Brandon Bigtree, who was driving one of the vehicles, said the demonstration was to show support for protesters at the Unist’ot’en camp — the site of a fortified checkpoint preventing people set to work on the Coastal GasLink pipeline project from accessing the Wet’suwet’en territory in northern B.C.
Wet’suwet’en and police have agreed to allow the company access to do pre-construction work as specified in an interim injunction order for the time being, following arrests on Monday.
“We’re standing strong with our brothers and sisters out west. What’s going on out there isn’t right,” Bigtree said.
He said Indigenous communities across the country feel the federal government and provinces are failing them.
“We just need to let [the federal government] know that we’re all united.”

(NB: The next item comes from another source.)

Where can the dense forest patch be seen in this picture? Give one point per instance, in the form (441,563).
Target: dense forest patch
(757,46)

Those in the convoy from the Mohawk Nation at Akwesasne are also trying to raise awareness about local governance issues. Some in the community are frustrated with how the elected band council has handled negotiations over a 130-year-old land grievance along the banks of the St. Lawrence River. They are advocating for the nation’s hereditary leadership to play a larger role in the process.
The convoy hopes to make it to the Tyendinaga Mohawk Territory today.
Meanwhile, the second convoy left the London area before dawn to slow Highway 401 traffic in the southwestern region of Ontario.
People from the Oneida Nation of the Thames and Chippewa of the Thames First Nation were riding in the dozen vehicles that made up the motorcade. The action caused considerable slowdowns for commuters.
“We’re doing this rolling blockade as a peaceful reminder to Canadians that First Nation people have rights to the land,” said Brandon Doxtator, who was in one of the vehicles.
The convoy from Oneida was heading to the territory of the Six Nations of the Grand River, south of Brantford, Ont., where a rally was planned for later on Friday.